Role of Right To Food in the funding ecosystem
Right To Food plays a dual role as both a program developer and a funder. Through the Community Food Centre model, it partners with local non-profit organizations that share its Good Food Principles and supports them to establish or strengthen Community Food Centres across Canada. As part of these partnerships, Right To Food provides funding alongside support for program design, communications, evaluation, fundraising and organizational capacity, helping centres deliver healthy food access, food skills, education and engagement programs tailored to local needs.
Beyond Community Food Centres, Right To Food operates the Good Food Organization (GFO) program. This network program is free to join but selective, with annual intake periods and eligibility criteria focused on community-based food programming. For members of the network, Right To Food offers a suite of financial supports: it explicitly mentions microgrants, bursaries, and larger funding programs that are made available throughout the year, subject to funding availability. Recent funding streams have included gardening and land-based programs, emergency food funding, older adult programming, and election organizing work.
Supported audiences and sectors
Funding and support are directed primarily to community organizations and charities running or developing programs in healthy food access, food skills, community meals, fresh food markets, Indigenous food initiatives, community gardens, tax filing and benefits access, and community advocacy. Many funded partners are Community Food Centres or Good Food Organizations located in urban centres, small towns, and First Nations communities across eight provinces and at least one territory.
Right To Food also strengthens sector-wide capacity through virtual and in-person training, online resources in its Learning Commons, program manuals, evaluation frameworks and communications tools.

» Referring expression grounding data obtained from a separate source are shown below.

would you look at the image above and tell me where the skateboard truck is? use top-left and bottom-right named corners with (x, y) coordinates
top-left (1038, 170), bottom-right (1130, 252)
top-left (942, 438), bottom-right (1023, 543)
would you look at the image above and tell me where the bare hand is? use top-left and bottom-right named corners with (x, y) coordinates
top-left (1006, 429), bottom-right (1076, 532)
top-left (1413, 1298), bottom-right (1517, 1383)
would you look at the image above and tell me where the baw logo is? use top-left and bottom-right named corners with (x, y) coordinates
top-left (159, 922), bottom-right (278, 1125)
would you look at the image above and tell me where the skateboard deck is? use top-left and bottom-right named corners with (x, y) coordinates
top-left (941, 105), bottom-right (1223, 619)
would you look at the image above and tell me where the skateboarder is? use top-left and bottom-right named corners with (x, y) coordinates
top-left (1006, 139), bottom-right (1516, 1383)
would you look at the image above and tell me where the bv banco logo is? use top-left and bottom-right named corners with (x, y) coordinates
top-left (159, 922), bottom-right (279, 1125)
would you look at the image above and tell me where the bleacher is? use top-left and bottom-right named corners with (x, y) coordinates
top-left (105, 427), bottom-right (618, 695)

These non-financial supports complement the grantmaking activity and help organizations implement high-quality, dignified food programming aligned with shared standards.

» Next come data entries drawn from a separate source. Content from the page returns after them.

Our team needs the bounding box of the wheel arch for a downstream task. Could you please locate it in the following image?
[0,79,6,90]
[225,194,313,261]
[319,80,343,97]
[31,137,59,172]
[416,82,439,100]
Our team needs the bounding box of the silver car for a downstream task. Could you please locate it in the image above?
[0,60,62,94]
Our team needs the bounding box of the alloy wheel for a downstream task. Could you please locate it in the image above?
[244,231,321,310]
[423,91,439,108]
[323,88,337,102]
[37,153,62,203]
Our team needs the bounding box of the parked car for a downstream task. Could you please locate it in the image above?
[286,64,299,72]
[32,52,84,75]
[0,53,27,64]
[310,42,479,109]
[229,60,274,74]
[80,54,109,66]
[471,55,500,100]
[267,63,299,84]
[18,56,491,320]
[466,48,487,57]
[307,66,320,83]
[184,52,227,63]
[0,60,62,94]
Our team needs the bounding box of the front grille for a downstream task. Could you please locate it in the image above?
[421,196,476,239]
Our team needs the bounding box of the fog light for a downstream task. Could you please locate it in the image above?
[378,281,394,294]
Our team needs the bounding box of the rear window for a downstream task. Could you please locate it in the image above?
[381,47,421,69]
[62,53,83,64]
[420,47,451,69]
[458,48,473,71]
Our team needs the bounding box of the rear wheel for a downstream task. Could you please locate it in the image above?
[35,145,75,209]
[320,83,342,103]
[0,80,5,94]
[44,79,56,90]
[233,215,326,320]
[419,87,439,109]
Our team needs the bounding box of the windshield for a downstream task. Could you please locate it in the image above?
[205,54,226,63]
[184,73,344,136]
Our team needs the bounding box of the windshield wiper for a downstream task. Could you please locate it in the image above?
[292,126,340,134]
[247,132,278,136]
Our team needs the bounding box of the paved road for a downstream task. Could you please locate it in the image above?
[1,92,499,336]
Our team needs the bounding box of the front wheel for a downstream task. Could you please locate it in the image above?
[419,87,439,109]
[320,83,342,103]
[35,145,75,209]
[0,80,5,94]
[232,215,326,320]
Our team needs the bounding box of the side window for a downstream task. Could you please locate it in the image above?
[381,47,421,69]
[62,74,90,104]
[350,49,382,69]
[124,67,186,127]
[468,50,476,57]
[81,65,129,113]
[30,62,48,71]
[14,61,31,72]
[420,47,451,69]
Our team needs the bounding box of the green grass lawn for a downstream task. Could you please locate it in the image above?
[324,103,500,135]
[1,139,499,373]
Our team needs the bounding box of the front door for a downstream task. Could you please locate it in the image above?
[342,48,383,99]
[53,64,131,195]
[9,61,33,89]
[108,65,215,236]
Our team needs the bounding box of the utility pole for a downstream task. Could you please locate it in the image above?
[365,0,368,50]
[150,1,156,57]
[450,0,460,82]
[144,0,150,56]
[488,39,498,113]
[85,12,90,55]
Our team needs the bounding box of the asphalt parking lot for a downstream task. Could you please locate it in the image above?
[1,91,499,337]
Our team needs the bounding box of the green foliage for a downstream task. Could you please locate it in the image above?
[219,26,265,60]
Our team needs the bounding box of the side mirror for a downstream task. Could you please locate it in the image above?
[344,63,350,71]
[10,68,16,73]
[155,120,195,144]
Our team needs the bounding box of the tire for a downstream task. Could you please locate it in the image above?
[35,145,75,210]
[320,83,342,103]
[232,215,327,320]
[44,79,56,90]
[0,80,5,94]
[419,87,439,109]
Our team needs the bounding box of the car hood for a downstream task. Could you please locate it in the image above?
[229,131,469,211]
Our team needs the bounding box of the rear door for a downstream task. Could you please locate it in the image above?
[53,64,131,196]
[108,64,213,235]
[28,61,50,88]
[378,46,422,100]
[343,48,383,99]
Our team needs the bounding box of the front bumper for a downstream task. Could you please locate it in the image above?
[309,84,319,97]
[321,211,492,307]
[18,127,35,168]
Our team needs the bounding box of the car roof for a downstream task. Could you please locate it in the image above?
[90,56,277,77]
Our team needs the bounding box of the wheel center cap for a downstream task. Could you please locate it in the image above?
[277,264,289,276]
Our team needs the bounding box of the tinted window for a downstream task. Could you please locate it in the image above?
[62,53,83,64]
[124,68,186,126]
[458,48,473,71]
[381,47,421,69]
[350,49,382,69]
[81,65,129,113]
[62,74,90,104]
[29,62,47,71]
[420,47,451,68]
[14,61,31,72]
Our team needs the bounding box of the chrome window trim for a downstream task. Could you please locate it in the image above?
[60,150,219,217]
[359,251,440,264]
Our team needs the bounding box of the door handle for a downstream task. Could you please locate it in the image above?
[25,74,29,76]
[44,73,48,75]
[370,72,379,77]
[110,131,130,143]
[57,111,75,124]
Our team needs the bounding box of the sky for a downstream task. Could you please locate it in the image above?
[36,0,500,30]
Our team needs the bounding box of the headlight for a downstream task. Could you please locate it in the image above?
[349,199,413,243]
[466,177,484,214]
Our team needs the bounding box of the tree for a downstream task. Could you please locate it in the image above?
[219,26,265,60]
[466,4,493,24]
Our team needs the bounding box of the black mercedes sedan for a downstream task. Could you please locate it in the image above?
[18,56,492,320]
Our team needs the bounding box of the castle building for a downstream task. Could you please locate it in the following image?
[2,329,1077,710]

Policy advocacy and systemic impact
Through its Poverty Action Unit, Right To Food connects grassroots organizing with federal-level advocacy. While this arm does not function as a traditional grant program, it leverages the funded network to advance income security, Indigenous food sovereignty and equitable public policy. Regional Networks bring together partners in several regions to coordinate advocacy, and the organization publishes research, policy briefs, and campaign materials that grantees and partners can use in their own work.
History and evolution
Originally established as Community Food Centres Canada in 2012, the organization has evolved into Right To Food, maintaining its commitment to dignified, community-led food programs while broadening its focus on policy and systems change. Its national headquarters is in Toronto, and it continues to expand and resource a pan-Canadian network working toward a Canada where everyone can realize their right to food.